Projet d'attentat contre Macron : une cheffe de file présumée des "Barjols" a été mise en examen

Projet d'attentat contre Macron : une cheffe de file présumée des "Barjols" a été mise en examen
Le président de la République, Emmanuel Macron.

, publié le samedi 07 novembre 2020 à 15h59

Une aide-soignante à la retraite, soupçonnée d'être une cheffe de file des "Barjols" a été mise en examen vendredi 6 novembre pour "association de malfaiteurs terroriste criminelle".
       
Est-elle "l'instigatrice" des "projets" des "Barjols", ce groupe hétérogène proche de l'extrême droite identitaire, dont certains membres sont soupçonnés d'avoir voulu commettre une action violente contre le président Emmanuel Macron ? Une aide-soignante à la retraite a été mise en examen vendredi 6 novembre pour "association de malfaiteurs terroriste criminelle", a appris l'AFP samedi de source judiciaire.



Selon Le Point, qui avait révélé cette arrestation, c'est un homme, déjà interpellé dans le cadre de l'enquête visant le groupe, qui l'a dénoncée.
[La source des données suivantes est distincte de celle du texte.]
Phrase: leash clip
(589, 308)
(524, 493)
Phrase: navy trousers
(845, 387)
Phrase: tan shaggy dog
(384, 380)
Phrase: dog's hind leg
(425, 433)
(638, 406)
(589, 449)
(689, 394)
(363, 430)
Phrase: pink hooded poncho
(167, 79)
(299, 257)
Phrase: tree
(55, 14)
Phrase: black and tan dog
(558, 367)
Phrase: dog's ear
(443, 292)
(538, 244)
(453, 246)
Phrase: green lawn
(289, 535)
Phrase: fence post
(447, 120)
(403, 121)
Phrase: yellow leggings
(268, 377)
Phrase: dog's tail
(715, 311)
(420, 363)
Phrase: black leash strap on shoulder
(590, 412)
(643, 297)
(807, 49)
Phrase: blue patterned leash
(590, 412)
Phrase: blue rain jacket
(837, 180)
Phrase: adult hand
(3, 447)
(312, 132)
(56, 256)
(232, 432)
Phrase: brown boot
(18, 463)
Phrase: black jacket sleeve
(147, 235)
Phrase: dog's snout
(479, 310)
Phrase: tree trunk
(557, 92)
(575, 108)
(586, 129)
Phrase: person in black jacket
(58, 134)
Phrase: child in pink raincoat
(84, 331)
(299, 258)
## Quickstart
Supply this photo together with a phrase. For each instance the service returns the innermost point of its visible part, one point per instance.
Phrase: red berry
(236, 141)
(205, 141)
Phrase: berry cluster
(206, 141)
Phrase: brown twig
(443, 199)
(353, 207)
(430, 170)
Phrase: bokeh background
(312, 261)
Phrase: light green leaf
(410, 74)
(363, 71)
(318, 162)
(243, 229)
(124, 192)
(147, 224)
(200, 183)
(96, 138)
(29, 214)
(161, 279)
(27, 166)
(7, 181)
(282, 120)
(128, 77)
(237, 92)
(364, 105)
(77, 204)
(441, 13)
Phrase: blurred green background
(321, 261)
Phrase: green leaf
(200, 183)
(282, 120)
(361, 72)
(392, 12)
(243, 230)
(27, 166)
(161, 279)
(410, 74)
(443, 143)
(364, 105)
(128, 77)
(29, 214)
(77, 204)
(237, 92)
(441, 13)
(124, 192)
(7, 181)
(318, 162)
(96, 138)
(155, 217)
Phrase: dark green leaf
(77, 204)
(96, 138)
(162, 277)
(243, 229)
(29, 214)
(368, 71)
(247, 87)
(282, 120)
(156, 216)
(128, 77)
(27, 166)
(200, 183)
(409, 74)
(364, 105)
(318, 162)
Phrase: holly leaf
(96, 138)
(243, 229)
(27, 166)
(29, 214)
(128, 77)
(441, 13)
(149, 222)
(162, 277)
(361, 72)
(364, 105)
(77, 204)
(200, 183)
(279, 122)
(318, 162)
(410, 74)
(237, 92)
Il l'accuse d'être "l'instigatrice de leurs projets", toujours d'après l'hebdomadaire.

Cette cheffe de file présumée du groupe a été interpellée mardi par la DGSI et présentée vendredi à un juge antiterroriste qui l'a mise en examen.

Elle a ensuite été placée sous contrôle judiciaire. D'après Le Point, son profil Facebook "annonce la couleur". "Un zoom sur ses yeux bleus en surimpression surmonte un cœur formé d'armes à feu : des revolvers, des pistolets, un ou deux fusils et une grenade", détaille l'hebdomadaire.

Neuf personnes mises en examen

Ce groupuscule a été créé en septembre 2017, après l'élection d'Emmanuel Macron, avant d'être démantelé en novembre 2018.

Au total, neuf personnes sont à ce jour mises en examen dans cette affaire, selon un décompte de l'AFP. En novembre 2018, quatre hommes, âgés de 22 à 62 ans, avaient été mis en examen pour "association de malfaiteurs terroriste criminelle" et détention d'armes non autorisée en relation avec une entreprise terroriste. Deux autres hommes, interpellés un an plus tard en Moselle, avaient également été mis en examen.

Un membre interpellé en possession d'un poignard

Les enquêteurs avaient précipité les arrestations en apprenant que l'un des hommes, Jean-Pierre Bouyer, retraité isérois, s'était déplacé dans l'est de la France où Emmanuel Macron se trouvait pour son périple mémoriel sur le centenaire de la fin de la Grande Guerre. Lors de son interpellation en Moselle, celui qui animait pour l'Isère la page Facebook des "Barjols", était en possession d'un poignard.

Début octobre, un avocat de la défense confiait à l'AFP : "C'est un dossier d'opportunité gonflé par les services" qui "ont surinterprété des propos incendiaires de gens révoltés mais qui n'avaient aucune réelle intention de projeter un attentat contre le président".